Chaya Rothschild, especialista em reprodução no Maze Sexual & Reproductive Health, em Nova Iorque, busca por espermatozoides saudáveis para congelamento. - Jackie Molloy/The New York Times

"Cada vez mais pessoas estão sentindo segurança para se identificarem como transgênero, receber hormônios e fazer intervenções médicas", disse ele. "Mas no mundo dos tratamentos de afirmação de gênero nossas clínicas precisam fazer um trabalho melhor para levar os jovens a preservar a fertilidade antes de começarem a tomar hormônios."

Seaman disse estar preocupado, entretanto, que possa haver um aumento na taxa de abortos relacionados ao uso da ESSM. O esperma recuperado pela técnica tende a ser mais frágil devido ao tempo extra que leva para percorrer o epidídimo, parte dos sistemas de ductos dos órgãos reprodutores masculinos, em comparação com a retirada cirúrgica dos testículos, onde o esperma e seu DNA são mais robustos.

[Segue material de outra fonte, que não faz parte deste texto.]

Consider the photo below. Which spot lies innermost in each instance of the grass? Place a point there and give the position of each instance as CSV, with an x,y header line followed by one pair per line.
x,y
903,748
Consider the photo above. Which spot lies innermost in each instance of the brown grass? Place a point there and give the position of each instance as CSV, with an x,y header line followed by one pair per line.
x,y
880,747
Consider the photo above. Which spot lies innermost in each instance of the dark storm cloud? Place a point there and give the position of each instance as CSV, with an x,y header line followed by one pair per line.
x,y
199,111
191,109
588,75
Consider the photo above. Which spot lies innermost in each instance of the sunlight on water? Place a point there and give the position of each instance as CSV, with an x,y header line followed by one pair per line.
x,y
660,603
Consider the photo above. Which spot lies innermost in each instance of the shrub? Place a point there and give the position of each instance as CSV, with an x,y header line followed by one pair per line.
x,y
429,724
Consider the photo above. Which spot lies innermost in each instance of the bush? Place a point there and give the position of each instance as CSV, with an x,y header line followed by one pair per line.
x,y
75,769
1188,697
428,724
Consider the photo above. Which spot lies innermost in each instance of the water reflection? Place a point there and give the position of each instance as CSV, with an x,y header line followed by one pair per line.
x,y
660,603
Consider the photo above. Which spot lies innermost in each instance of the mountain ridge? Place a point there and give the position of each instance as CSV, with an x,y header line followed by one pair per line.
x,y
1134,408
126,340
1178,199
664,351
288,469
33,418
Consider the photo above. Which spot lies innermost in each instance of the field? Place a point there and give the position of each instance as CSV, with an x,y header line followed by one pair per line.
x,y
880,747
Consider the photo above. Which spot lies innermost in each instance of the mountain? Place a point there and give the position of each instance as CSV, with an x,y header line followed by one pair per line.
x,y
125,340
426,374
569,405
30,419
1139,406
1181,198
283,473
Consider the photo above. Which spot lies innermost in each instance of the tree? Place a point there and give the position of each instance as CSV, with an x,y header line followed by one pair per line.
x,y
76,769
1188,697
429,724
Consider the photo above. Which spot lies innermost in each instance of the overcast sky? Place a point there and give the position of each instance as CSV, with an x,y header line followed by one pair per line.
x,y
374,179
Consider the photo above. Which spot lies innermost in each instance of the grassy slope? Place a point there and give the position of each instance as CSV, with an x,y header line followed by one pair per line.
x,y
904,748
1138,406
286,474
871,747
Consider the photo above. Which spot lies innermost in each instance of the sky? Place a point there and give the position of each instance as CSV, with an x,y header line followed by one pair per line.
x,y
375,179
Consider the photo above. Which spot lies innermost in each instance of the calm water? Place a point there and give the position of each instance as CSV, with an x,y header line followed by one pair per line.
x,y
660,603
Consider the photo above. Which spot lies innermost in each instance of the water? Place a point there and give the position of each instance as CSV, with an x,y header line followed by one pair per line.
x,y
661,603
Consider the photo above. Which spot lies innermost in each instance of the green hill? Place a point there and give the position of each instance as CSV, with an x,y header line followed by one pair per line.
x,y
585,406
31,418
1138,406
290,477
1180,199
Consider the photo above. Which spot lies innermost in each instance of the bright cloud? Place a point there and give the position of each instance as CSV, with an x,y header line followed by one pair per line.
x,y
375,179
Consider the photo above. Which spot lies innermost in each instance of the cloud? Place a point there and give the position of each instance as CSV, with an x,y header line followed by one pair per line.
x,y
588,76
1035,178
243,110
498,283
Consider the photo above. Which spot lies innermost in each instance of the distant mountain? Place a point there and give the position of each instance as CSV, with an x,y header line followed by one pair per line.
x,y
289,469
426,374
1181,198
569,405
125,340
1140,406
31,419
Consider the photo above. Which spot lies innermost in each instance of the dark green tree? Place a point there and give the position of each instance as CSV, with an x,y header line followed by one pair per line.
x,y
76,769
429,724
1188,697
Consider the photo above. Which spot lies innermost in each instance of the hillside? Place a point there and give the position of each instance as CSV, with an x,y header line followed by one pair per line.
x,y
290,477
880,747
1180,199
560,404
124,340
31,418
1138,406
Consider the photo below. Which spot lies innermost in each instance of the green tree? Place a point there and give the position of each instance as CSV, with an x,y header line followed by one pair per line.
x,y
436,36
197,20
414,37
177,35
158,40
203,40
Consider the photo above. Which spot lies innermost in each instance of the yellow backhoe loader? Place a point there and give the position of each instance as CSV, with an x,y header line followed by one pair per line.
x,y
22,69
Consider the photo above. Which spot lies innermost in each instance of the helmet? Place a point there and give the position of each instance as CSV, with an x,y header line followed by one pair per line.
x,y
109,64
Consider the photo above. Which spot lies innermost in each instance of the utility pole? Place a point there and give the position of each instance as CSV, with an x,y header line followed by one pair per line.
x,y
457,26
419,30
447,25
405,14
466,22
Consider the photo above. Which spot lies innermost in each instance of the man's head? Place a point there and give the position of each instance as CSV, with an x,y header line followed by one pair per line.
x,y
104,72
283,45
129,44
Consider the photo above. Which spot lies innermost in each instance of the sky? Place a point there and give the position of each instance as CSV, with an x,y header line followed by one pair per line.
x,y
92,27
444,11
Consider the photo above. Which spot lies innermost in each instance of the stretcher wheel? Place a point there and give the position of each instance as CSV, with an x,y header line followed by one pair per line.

Desde que as mulheres transgênero tenham produção normal de esperma, a ESSM não deve interferir na produção de um bebê saudável, disse Berkovitz.

"Neste caso, ela não tinha baixa contagem de espermatozoides", disse ele. "Geneticamente, seu esperma era normal", então sua fertilidade seria preservada para uso futuro.

Os médicos conseguiram congelar esperma suficiente de Claire para que ela tenha 30 ciclos de fertilização in vitro no futuro.

"É uma segunda chance para pacientes transgênero", disse ele. "Podemos lhes oferecer preservação da fertilidade sem qualquer dor ou desconforto e sem um procedimento ou operação invasivos."

Ainda assim, Werner incentiva os jovens transgênero a armazenar seu esperma antes de qualquer intervenção médica para evitar os potenciais riscos de perda de fertilidade e deixar em aberto suas opções para o futuro.

"Infelizmente, a grande maioria das mulheres trans que estão em transição não têm a opção de armazenar o esperma, e depois que recebem hormônios e têm seus testículos removidos cirurgicamente suas opções acabam", disse ele.